瀬々 役者さんたちの演技はいかがでしたか。
横山 まずは佐藤さんですよね。三上という主人公は、上司からも記者クラブからもプレッシャーをかけられ、娘は家出しているし、それが原因で夫婦仲もぎくしゃくしているという、とことん負荷をかけられた存在です。でもその一つ一つの負荷に対して、きめ細やかに感情を表現していらして、ただただ敬意を表するばかりです。佐藤さんにはテレビドラマ版「クライマーズ・ハイ」や「逆転の夏」という二時間ドラマで主役を演じていただいて、もともとファンなんですよ(笑)。
瀬々 浩市さんは、並々ならぬ意欲でこの映画に臨んでいました。ご本人の言葉を借りるなら「自分の身を削る思いでやった」ということでしょうし、その表現は決して大げさじゃない。
横山さんに伺いたいのですが、原作の三上は“鬼瓦”と陰口をたたかれるような顔の持ち主だという設定ですよね。それを浩市さんが演じているのをご覧になってどう思われましたか?
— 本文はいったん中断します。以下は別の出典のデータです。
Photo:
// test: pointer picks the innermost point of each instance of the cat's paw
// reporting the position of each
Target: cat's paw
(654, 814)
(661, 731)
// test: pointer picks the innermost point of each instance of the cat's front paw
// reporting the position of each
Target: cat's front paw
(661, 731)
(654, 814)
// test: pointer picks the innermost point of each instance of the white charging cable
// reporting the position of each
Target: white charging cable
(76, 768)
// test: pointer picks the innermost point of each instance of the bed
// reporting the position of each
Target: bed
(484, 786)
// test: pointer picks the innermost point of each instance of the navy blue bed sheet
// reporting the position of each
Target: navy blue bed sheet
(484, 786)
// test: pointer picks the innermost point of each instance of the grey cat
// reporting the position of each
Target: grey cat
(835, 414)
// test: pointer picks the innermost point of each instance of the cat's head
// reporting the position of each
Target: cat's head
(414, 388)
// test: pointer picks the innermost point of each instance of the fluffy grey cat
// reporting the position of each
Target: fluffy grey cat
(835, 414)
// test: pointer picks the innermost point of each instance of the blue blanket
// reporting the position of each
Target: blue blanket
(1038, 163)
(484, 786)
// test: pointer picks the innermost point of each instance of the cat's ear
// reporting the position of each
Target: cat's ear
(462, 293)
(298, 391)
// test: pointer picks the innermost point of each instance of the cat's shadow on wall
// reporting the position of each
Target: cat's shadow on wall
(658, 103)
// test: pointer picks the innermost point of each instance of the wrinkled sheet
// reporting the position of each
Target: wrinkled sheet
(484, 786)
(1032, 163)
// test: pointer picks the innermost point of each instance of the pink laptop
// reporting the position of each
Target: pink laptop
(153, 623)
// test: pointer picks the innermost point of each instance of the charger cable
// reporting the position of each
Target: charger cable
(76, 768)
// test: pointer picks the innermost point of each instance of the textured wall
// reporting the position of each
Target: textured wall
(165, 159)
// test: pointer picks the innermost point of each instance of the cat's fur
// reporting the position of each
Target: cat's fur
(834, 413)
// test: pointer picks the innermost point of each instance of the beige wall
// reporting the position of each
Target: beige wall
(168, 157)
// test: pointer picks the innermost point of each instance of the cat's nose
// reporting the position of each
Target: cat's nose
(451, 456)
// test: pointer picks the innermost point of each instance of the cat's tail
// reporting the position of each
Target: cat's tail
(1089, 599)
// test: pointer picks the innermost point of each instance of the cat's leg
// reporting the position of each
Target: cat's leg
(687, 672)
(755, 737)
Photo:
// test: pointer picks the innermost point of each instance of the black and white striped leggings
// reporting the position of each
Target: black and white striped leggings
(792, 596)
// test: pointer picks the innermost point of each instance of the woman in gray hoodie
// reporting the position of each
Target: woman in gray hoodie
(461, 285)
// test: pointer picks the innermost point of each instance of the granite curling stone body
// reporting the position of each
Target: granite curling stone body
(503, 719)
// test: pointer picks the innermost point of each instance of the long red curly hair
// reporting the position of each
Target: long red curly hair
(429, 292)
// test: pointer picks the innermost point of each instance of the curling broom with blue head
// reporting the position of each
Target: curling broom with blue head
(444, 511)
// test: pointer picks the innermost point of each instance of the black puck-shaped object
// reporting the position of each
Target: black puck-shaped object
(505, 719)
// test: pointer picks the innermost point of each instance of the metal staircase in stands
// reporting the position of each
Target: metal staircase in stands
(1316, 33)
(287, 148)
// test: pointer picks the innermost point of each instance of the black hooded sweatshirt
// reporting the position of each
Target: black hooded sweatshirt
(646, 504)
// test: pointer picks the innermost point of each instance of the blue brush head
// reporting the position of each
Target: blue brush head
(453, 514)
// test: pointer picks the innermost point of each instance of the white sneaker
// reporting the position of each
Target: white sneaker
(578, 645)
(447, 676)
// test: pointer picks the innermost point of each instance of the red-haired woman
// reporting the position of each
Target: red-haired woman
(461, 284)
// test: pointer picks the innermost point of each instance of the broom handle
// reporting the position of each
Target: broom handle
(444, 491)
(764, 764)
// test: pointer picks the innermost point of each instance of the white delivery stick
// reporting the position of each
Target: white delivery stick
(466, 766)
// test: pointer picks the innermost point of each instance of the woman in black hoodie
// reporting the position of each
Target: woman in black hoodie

横山 実は映画を観ているときは、自分で書いた人物でありながら、三上が“鬼瓦”だったことをすっかり忘れていました(笑)。全然気にならなかった。
瀬々 それはよかったです。
横山 でも、佐藤さんは美男子で色っぽいんだけど、“鬼瓦”に見えないこともないかも(笑)。
瀬々 おっしゃることはわかります。人を寄せ付けない雰囲気がありますから。精神的な“鬼瓦”かもしれません。
横山 前編のラストの記者室でのシーンは圧巻でしたね。
瀬々 記者たちを前に、交通事故加害者の匿名問題に決着をつけ、さらには被害者老人の人生を語るシーンです。浩市さんのほぼ一人の長ゼリフで、あの場面は脚本にして九ページにもわたります。
横山 あそこは小説でも非常に力を入れて描いた場面ですが、これまでの経験から、そういう力の入ったシーンほど映像になりにくいと予想していました。何しろ三上が、記者室で記者たちに語りかけているだけで動きがほとんどないですから。それが思いがけずガッツリ描いていただいて、原作者として本当に嬉しかったです。